Most of these stories and perspectives of engaging with change have remained buried under the debris of the grand narratives of ‘Tharparkar in transition’. The grand narrative or the big theories of transition that have been written for or against the ongoing mega projects of coal extraction, for instance, do not help the local people at all. The people are least interested in an intellectual debate as an end in itself if it does not provide any workable solutions to the enduring local challenges.
During my interaction, the local people of Thar did not give any impression of being recipients of unsurmountable misery or unlimited benefits; they instead expressed the will to re-engage with their new reality. This is where the role of local civil society deserves due credit since it advocates a winning proposition by equipping the local to engage rather than confront change. To me the discourse of transition viewed and narrated by the people is the most authentic perspective and therefore it must precede all other discourses and theories. It is also important to go deeper to identify realistic solutions where people matter more than ideology.

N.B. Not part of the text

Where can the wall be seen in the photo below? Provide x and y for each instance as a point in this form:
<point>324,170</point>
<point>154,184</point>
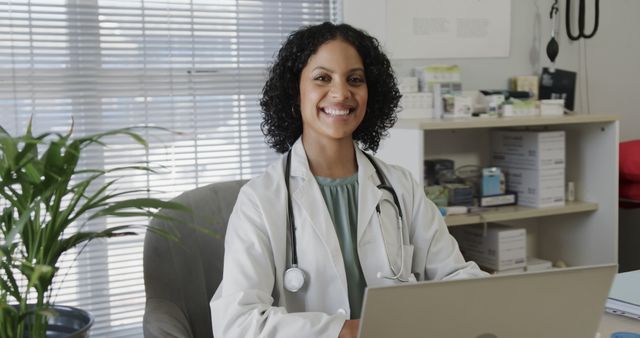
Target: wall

In the duality of people versus corporate interests the role of the state becomes questionable, when in reality it has to take the ultimate decision for its citizens. The apparently democratic provincial government is left out of the crucial discussion of transition in Thar. A democratic government is supposed to protect the interests of its people and represent their voice instead of safeguarding elite interests in a situation of transition.
The first question to ask then is: Does the government play its role? What I sensed in my visit was that the government is nowhere, and the local governance structure is dysfunctional across Thar. The only tangible services extended by the provincial government was the installation of Reverse Osmosis (RO) plants in almost all the UCs of Tharparkar but 90 percent of them are dysfunctional now. Eighty percent of government schools are closed due to the unavailability of teaching staff and those functional impart very low-quality education. Most of the villages I visited did not have secondary schools and the literacy rate for women in some cases was as low as five percent.
Tharparkar is in a state of a nonlinear and rapid transition. Nonlinear because the outcome of this transition does not seem to be aligned with local aspirations and inputs and hence it lacks ownership. Rapid because it does not allow for thoughtful engagement and transcends the organically evolved imagining of change. This paradox can be overcome only through the timely action of local civil society.
It takes days of rigorous engagement, tasting the dust of the dunes, and immersing in the locale to dig out how people think of transition. The grand narrative of Thar being on the verge of destruction does not offer a workable solution that the local communities would like us to tell and then leave them at the mercy of their own fate.
The way forward is put forth brilliantly by Dr Allah Nawaz Samoo – the CEO of TRDP – in the following paragraph: “The genesis of TRDP was predicated upon a simple fact that the people of Thar needed their own institution to facilitate transition from a barter economy to modern cash-based economy 25 years ago. [The] TRDP facilitated the poor people to become the stakeholders of change by creating a credible service delivery mechanism of community institutions to benefit from the cash economy…. This is how the transition must be seen as an opportunity to negotiate for the larger good of the poor people rather than dismissing it from an elitist vantage point.”
The writer is a social development and policy adviser, and a freelance columnist based in Islamabad.